On arrival, I check the timetable and decide to treat myself to a coffee and cake and a walk around the shops before catching the 11.45am bus back to Cambridge.

It is a diesel too but still quite comfortable if not as environmentally-friendly as the electric version.

A busy stop is the one opposite Hamilton Police Station where three Spanish speaking women hopped onto the Cambridge bus.

Three Spanish-speaking women hop on opposite the Police Station fumbling with money in confusion. They get off in suburban Hillcrest.
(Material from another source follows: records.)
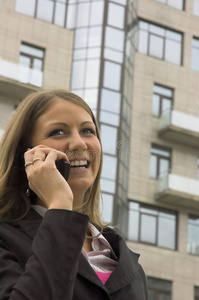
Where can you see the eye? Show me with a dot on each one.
(88, 131)
(57, 132)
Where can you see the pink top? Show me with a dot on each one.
(103, 276)
(102, 257)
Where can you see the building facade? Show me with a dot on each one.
(136, 63)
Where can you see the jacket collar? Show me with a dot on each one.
(126, 268)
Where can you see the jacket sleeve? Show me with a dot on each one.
(51, 270)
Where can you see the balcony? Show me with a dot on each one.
(20, 73)
(178, 190)
(179, 127)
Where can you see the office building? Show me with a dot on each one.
(136, 63)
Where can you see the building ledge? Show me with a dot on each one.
(178, 190)
(179, 127)
(178, 198)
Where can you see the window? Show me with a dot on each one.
(160, 42)
(159, 289)
(198, 169)
(193, 235)
(179, 4)
(151, 225)
(159, 161)
(162, 100)
(195, 54)
(31, 56)
(196, 293)
(196, 7)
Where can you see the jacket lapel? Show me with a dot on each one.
(30, 223)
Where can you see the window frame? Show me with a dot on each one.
(32, 57)
(159, 157)
(159, 290)
(161, 96)
(158, 210)
(163, 37)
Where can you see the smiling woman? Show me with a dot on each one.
(53, 243)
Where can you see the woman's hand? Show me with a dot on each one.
(44, 178)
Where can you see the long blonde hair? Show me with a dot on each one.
(14, 204)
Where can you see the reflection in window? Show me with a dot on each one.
(159, 289)
(109, 139)
(110, 101)
(179, 4)
(31, 56)
(159, 161)
(160, 42)
(195, 54)
(152, 225)
(114, 11)
(196, 7)
(112, 75)
(162, 100)
(109, 167)
(193, 235)
(196, 292)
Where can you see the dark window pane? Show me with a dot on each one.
(45, 10)
(22, 7)
(148, 229)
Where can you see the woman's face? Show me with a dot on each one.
(69, 128)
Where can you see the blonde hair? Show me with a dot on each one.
(14, 204)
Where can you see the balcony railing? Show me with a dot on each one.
(179, 127)
(178, 190)
(20, 73)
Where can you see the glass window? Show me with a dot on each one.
(71, 16)
(108, 185)
(158, 41)
(196, 7)
(112, 75)
(60, 11)
(196, 292)
(159, 289)
(159, 161)
(109, 139)
(109, 167)
(78, 74)
(107, 207)
(152, 225)
(179, 4)
(81, 37)
(95, 36)
(162, 100)
(116, 15)
(91, 96)
(22, 7)
(92, 73)
(82, 15)
(114, 38)
(193, 234)
(45, 10)
(195, 54)
(97, 13)
(110, 101)
(31, 56)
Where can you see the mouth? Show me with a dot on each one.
(79, 164)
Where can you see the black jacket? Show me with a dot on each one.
(41, 259)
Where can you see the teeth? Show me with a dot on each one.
(78, 163)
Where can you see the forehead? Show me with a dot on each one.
(64, 109)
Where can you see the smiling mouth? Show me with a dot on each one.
(79, 164)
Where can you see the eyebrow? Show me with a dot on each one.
(66, 125)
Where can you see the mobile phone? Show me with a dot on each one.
(63, 167)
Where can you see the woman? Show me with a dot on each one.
(51, 247)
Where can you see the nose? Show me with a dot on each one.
(76, 142)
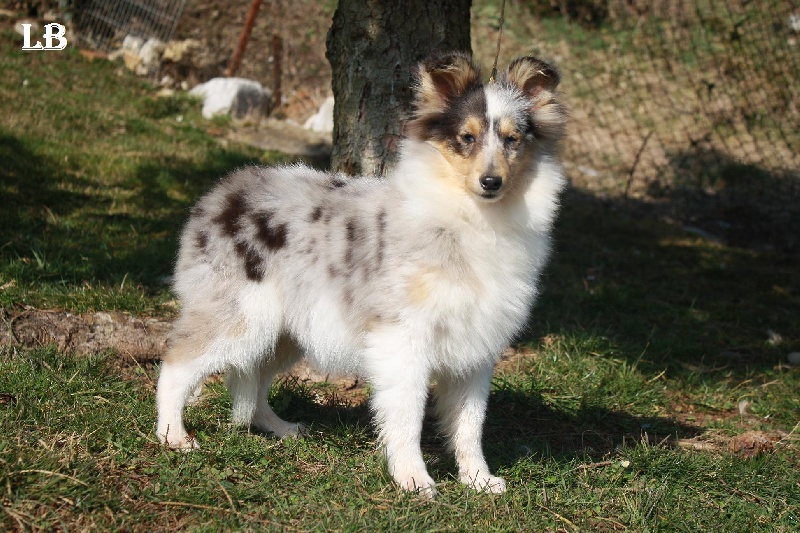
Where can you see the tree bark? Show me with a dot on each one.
(373, 46)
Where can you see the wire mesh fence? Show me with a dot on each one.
(692, 105)
(103, 24)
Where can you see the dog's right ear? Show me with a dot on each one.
(442, 77)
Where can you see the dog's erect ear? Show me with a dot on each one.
(532, 76)
(538, 80)
(442, 77)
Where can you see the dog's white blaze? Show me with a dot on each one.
(501, 102)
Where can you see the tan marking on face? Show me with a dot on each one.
(473, 126)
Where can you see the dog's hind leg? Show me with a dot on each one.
(286, 355)
(178, 378)
(461, 406)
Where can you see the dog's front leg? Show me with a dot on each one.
(400, 385)
(461, 407)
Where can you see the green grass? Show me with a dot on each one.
(646, 338)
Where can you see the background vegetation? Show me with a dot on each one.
(651, 392)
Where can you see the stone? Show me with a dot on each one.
(322, 120)
(238, 97)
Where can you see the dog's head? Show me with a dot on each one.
(488, 134)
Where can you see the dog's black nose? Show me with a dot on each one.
(491, 183)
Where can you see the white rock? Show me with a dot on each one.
(132, 43)
(150, 54)
(322, 120)
(238, 97)
(175, 51)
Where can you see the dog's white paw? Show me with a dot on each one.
(485, 483)
(290, 430)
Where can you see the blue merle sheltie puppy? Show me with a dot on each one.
(417, 279)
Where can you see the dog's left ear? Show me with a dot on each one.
(538, 80)
(532, 76)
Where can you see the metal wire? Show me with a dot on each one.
(103, 24)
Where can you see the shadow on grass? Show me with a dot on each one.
(665, 297)
(57, 226)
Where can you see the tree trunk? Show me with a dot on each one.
(373, 46)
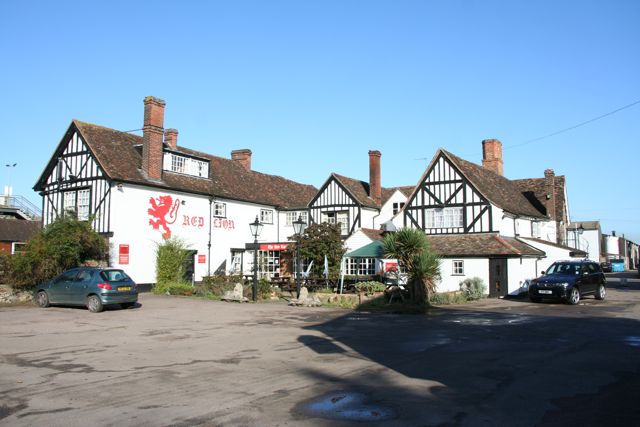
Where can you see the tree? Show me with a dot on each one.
(411, 248)
(319, 240)
(63, 244)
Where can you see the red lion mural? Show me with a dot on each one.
(163, 212)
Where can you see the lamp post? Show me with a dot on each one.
(298, 228)
(576, 232)
(256, 229)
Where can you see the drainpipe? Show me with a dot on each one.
(209, 242)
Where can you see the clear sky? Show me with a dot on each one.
(311, 86)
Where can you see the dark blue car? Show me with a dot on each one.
(569, 281)
(89, 286)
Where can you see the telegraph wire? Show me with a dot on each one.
(574, 126)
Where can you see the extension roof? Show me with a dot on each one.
(360, 190)
(120, 156)
(18, 230)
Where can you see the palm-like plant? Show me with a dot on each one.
(411, 248)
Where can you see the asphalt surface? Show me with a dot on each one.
(181, 362)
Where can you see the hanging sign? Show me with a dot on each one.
(123, 254)
(273, 246)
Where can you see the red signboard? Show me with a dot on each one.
(273, 246)
(123, 254)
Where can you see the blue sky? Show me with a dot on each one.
(311, 86)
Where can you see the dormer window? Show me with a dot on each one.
(177, 163)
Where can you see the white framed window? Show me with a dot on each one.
(458, 267)
(77, 202)
(293, 216)
(341, 218)
(186, 165)
(444, 218)
(266, 216)
(397, 207)
(360, 266)
(535, 229)
(18, 247)
(220, 209)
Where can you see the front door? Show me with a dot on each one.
(498, 277)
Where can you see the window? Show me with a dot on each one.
(444, 218)
(266, 216)
(341, 218)
(458, 267)
(293, 216)
(397, 207)
(220, 209)
(360, 266)
(535, 229)
(77, 202)
(186, 165)
(268, 264)
(18, 247)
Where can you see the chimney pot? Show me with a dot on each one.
(152, 135)
(375, 188)
(492, 156)
(243, 157)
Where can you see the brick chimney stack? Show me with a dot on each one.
(375, 189)
(243, 157)
(492, 156)
(152, 135)
(550, 192)
(171, 138)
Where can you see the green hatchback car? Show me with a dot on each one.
(89, 286)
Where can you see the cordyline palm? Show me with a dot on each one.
(411, 248)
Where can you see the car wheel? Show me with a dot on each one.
(94, 304)
(574, 296)
(43, 299)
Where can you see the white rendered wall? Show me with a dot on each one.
(130, 223)
(386, 211)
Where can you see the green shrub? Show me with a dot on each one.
(171, 257)
(61, 245)
(369, 288)
(473, 288)
(174, 288)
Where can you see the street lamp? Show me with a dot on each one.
(298, 228)
(256, 229)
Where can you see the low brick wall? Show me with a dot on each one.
(10, 295)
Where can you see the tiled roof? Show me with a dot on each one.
(574, 252)
(501, 191)
(116, 152)
(473, 245)
(18, 230)
(360, 190)
(535, 191)
(372, 233)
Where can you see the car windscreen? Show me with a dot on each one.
(563, 269)
(114, 276)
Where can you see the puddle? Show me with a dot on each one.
(632, 341)
(346, 406)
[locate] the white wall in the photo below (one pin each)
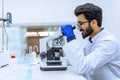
(37, 11)
(43, 11)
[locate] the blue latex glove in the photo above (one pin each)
(68, 32)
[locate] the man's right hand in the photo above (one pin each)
(67, 30)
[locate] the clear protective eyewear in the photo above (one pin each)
(80, 23)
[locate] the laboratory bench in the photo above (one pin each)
(25, 71)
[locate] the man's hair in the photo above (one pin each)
(90, 11)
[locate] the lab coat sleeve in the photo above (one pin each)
(102, 54)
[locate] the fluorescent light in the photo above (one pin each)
(39, 33)
(31, 34)
(43, 33)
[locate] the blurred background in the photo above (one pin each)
(36, 19)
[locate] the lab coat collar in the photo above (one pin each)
(96, 37)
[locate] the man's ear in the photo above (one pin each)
(94, 22)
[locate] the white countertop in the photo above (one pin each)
(15, 71)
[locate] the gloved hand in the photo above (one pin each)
(67, 30)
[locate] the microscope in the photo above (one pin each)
(53, 58)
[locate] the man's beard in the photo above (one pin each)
(89, 31)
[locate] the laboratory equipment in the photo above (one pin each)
(52, 57)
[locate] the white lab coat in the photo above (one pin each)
(99, 60)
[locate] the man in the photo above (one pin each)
(100, 58)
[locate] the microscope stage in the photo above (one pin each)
(53, 66)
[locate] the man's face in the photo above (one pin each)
(84, 26)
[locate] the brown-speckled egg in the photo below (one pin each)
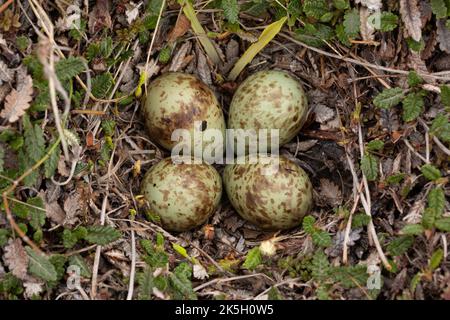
(177, 100)
(183, 195)
(273, 200)
(269, 99)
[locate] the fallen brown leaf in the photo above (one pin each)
(16, 258)
(17, 102)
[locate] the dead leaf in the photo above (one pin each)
(32, 288)
(62, 168)
(132, 11)
(331, 192)
(203, 69)
(4, 90)
(54, 211)
(180, 57)
(367, 29)
(99, 17)
(16, 258)
(371, 4)
(181, 27)
(6, 74)
(72, 208)
(200, 272)
(323, 113)
(410, 13)
(17, 102)
(415, 213)
(443, 35)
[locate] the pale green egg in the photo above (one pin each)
(184, 196)
(269, 99)
(270, 196)
(177, 101)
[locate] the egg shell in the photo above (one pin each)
(183, 195)
(175, 101)
(276, 201)
(269, 99)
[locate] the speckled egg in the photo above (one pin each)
(269, 99)
(183, 195)
(270, 199)
(176, 101)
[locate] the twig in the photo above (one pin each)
(439, 76)
(14, 185)
(365, 200)
(5, 5)
(282, 283)
(133, 266)
(155, 32)
(410, 147)
(98, 251)
(435, 139)
(220, 280)
(349, 226)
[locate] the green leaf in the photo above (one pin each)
(230, 10)
(315, 8)
(395, 178)
(2, 156)
(4, 235)
(68, 68)
(102, 84)
(102, 235)
(360, 220)
(352, 23)
(37, 216)
(414, 45)
(321, 238)
(430, 172)
(412, 229)
(389, 98)
(350, 276)
(342, 36)
(69, 239)
(320, 267)
(34, 142)
(77, 260)
(52, 162)
(445, 95)
(253, 259)
(436, 201)
(341, 4)
(412, 106)
(443, 224)
(108, 127)
(400, 245)
(436, 259)
(181, 250)
(414, 79)
(265, 37)
(369, 166)
(145, 284)
(314, 34)
(388, 21)
(375, 145)
(40, 266)
(439, 8)
(155, 258)
(308, 224)
(181, 283)
(58, 261)
(440, 127)
(165, 54)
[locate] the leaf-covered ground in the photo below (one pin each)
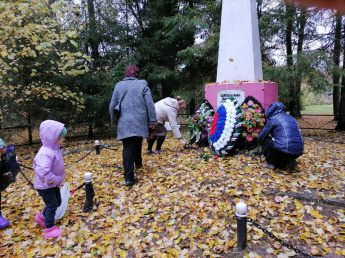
(184, 206)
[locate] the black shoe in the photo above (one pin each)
(130, 183)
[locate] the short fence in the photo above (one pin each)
(29, 134)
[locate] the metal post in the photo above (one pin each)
(97, 147)
(89, 192)
(241, 214)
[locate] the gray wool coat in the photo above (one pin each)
(137, 108)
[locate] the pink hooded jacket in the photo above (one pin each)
(48, 164)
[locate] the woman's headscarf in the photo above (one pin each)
(132, 71)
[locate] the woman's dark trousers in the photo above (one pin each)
(131, 154)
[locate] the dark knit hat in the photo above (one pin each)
(132, 71)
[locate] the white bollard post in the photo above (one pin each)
(241, 214)
(89, 192)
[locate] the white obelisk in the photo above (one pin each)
(239, 56)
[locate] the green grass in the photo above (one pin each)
(318, 109)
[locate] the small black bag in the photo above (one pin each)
(8, 168)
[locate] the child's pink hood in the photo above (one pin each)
(49, 133)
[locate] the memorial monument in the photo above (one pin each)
(239, 71)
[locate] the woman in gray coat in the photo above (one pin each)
(137, 116)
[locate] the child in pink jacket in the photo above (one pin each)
(49, 174)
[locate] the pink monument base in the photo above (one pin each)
(265, 92)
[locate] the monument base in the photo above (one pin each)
(265, 92)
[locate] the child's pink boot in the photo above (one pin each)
(52, 232)
(39, 219)
(3, 222)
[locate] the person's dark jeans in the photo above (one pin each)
(52, 200)
(131, 154)
(276, 157)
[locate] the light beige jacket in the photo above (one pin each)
(166, 110)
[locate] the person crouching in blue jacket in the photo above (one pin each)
(281, 139)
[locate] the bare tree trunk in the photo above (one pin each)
(93, 37)
(295, 104)
(341, 121)
(336, 60)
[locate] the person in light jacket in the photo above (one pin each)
(281, 139)
(167, 110)
(49, 170)
(136, 117)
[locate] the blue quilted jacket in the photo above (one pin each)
(284, 130)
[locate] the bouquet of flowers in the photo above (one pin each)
(226, 127)
(252, 123)
(200, 124)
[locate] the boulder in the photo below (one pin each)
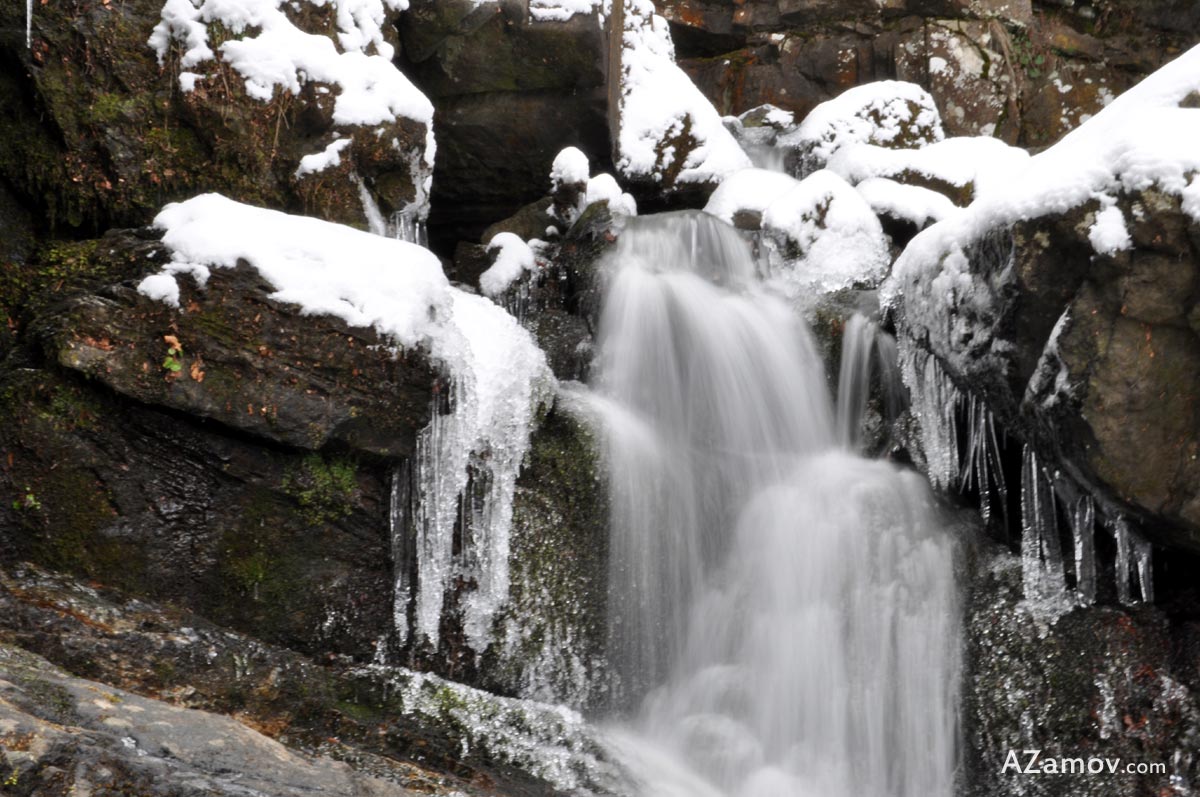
(417, 731)
(510, 93)
(65, 735)
(231, 454)
(99, 133)
(1098, 683)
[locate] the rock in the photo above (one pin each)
(246, 361)
(555, 624)
(418, 731)
(528, 223)
(1099, 683)
(996, 67)
(231, 455)
(1092, 357)
(100, 136)
(510, 94)
(65, 735)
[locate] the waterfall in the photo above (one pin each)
(855, 379)
(783, 613)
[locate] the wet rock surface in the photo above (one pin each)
(1101, 683)
(1025, 72)
(388, 724)
(97, 135)
(64, 735)
(510, 94)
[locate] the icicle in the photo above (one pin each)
(1083, 527)
(1123, 564)
(855, 379)
(1042, 571)
(408, 226)
(935, 400)
(1143, 556)
(401, 549)
(891, 381)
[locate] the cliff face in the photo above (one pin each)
(241, 457)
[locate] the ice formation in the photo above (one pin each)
(513, 259)
(469, 455)
(549, 742)
(660, 109)
(970, 459)
(887, 113)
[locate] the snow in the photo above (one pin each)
(779, 118)
(371, 90)
(886, 113)
(321, 161)
(1109, 234)
(1141, 139)
(570, 167)
(513, 259)
(498, 376)
(563, 10)
(161, 287)
(749, 190)
(982, 162)
(604, 187)
(659, 105)
(906, 202)
(831, 235)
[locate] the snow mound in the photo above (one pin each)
(886, 113)
(604, 187)
(911, 203)
(975, 163)
(569, 167)
(563, 10)
(498, 375)
(514, 258)
(749, 191)
(371, 89)
(1141, 139)
(670, 132)
(828, 234)
(271, 54)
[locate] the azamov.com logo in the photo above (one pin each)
(1030, 762)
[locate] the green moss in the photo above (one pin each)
(325, 489)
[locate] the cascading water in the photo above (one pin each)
(784, 616)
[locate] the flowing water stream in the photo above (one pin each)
(784, 613)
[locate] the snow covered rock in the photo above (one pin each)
(569, 184)
(959, 168)
(511, 90)
(827, 235)
(328, 66)
(1065, 295)
(1085, 683)
(669, 135)
(887, 113)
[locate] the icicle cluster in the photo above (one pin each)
(408, 226)
(970, 459)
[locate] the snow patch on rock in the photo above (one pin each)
(667, 126)
(498, 376)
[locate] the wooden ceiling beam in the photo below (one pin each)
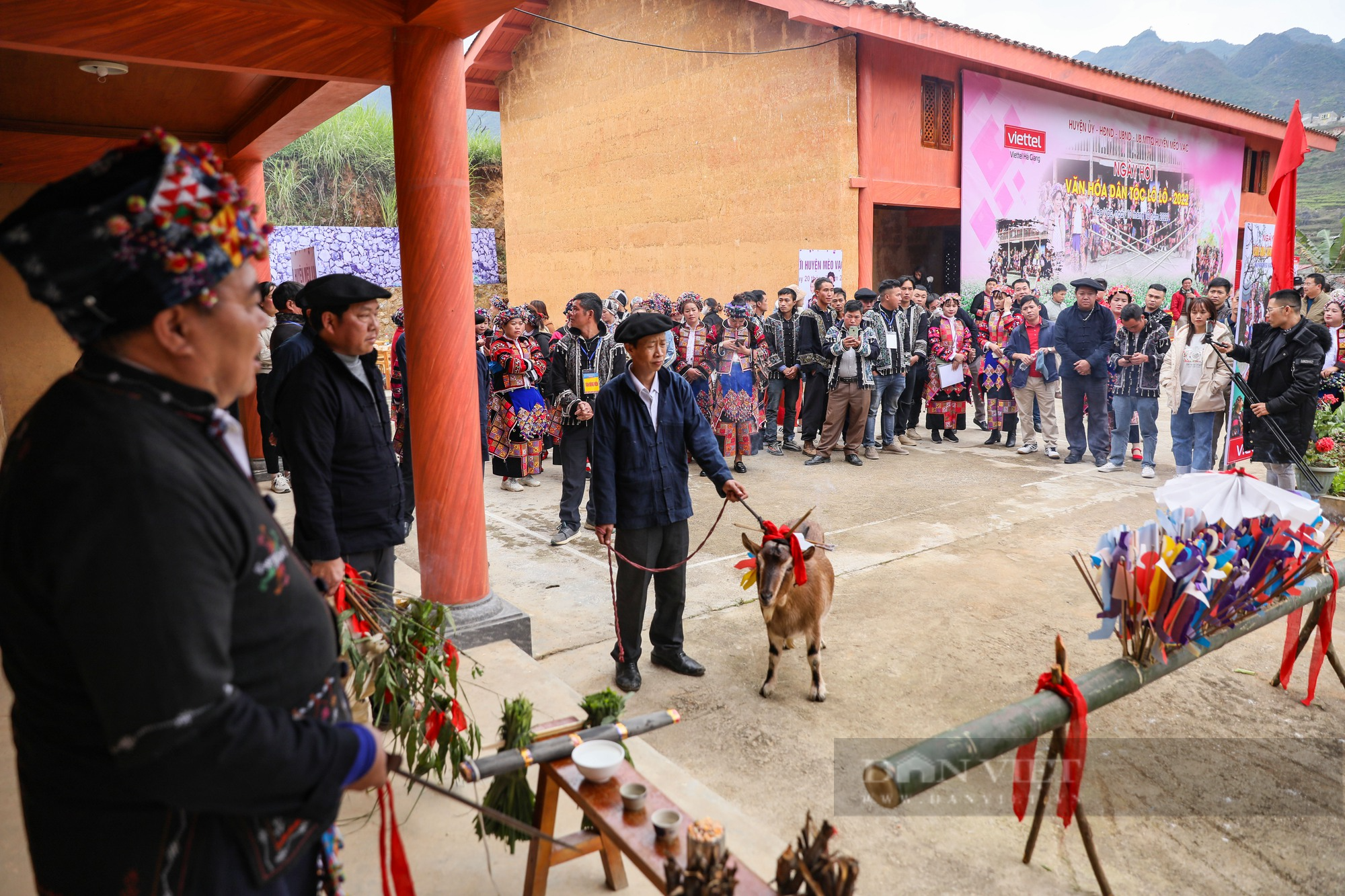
(201, 36)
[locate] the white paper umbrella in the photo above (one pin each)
(1234, 497)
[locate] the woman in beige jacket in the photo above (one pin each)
(1196, 384)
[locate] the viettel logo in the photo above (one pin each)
(1019, 138)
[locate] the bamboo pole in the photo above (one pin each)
(965, 747)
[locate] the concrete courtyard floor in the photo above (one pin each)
(953, 579)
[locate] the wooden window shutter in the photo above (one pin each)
(948, 106)
(930, 114)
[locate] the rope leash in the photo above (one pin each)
(611, 573)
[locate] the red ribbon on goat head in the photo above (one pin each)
(783, 533)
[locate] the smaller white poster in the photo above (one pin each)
(303, 266)
(818, 263)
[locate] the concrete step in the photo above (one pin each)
(445, 854)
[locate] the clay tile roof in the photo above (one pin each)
(909, 9)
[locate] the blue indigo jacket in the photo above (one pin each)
(641, 473)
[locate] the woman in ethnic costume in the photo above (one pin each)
(696, 346)
(997, 372)
(520, 417)
(950, 343)
(1117, 299)
(738, 413)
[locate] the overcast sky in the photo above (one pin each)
(1067, 26)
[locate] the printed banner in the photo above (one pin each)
(818, 263)
(1055, 188)
(1253, 295)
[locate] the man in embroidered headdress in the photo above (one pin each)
(178, 710)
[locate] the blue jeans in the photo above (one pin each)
(1125, 407)
(1194, 438)
(887, 396)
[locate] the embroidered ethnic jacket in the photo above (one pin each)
(866, 354)
(703, 353)
(564, 381)
(782, 342)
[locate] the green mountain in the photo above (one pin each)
(1268, 76)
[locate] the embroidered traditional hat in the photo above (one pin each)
(338, 291)
(636, 327)
(146, 228)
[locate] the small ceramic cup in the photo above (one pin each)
(633, 797)
(668, 823)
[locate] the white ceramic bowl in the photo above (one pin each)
(598, 760)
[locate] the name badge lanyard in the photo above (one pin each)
(590, 373)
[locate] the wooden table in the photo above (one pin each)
(619, 831)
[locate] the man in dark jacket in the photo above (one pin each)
(338, 438)
(583, 361)
(1085, 335)
(645, 423)
(177, 686)
(1285, 358)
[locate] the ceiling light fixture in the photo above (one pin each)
(103, 69)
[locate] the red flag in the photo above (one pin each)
(1284, 200)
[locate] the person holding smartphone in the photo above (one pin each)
(852, 345)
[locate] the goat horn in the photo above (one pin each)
(796, 526)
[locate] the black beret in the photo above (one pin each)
(338, 291)
(637, 327)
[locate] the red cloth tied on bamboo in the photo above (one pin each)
(1073, 759)
(357, 624)
(1320, 645)
(786, 534)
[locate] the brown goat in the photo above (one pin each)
(794, 610)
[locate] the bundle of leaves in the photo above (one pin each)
(400, 654)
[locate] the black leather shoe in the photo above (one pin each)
(681, 663)
(629, 677)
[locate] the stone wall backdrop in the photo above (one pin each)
(375, 253)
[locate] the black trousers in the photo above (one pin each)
(574, 454)
(913, 397)
(814, 404)
(657, 546)
(268, 427)
(775, 389)
(408, 474)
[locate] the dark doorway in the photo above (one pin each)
(906, 239)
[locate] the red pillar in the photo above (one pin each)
(434, 212)
(864, 146)
(249, 174)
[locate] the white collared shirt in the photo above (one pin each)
(650, 397)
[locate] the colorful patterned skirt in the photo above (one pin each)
(997, 382)
(738, 415)
(945, 408)
(520, 419)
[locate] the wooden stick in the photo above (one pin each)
(1086, 831)
(1056, 745)
(1303, 637)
Again, the curious part of me wonders who they are and what they are going to do now?

Heading into Cambridge, we bump and rattle over the various road humps which have sprung up between the Velodrome and town and the bus pulls into the new non-compulsory stop just past Kelly Road because there is a man sitting in there.

But annoyingly, he is just talking on his phone.

Bus stops, sir, are for waiting for buses and are not telephone booths!

Right on time, we arrive in Cambridge, and I get out in front of Good Union. It is not clearly marked as a bus stop but is for the moment.

The motor on the bus goes vroom, vroom, vroom and off it goes in a trail of diesel smoke.

And the wheels on the bus go round and round, all through the town.

Senior writer Mary Anne Gill en route on the regional bus services.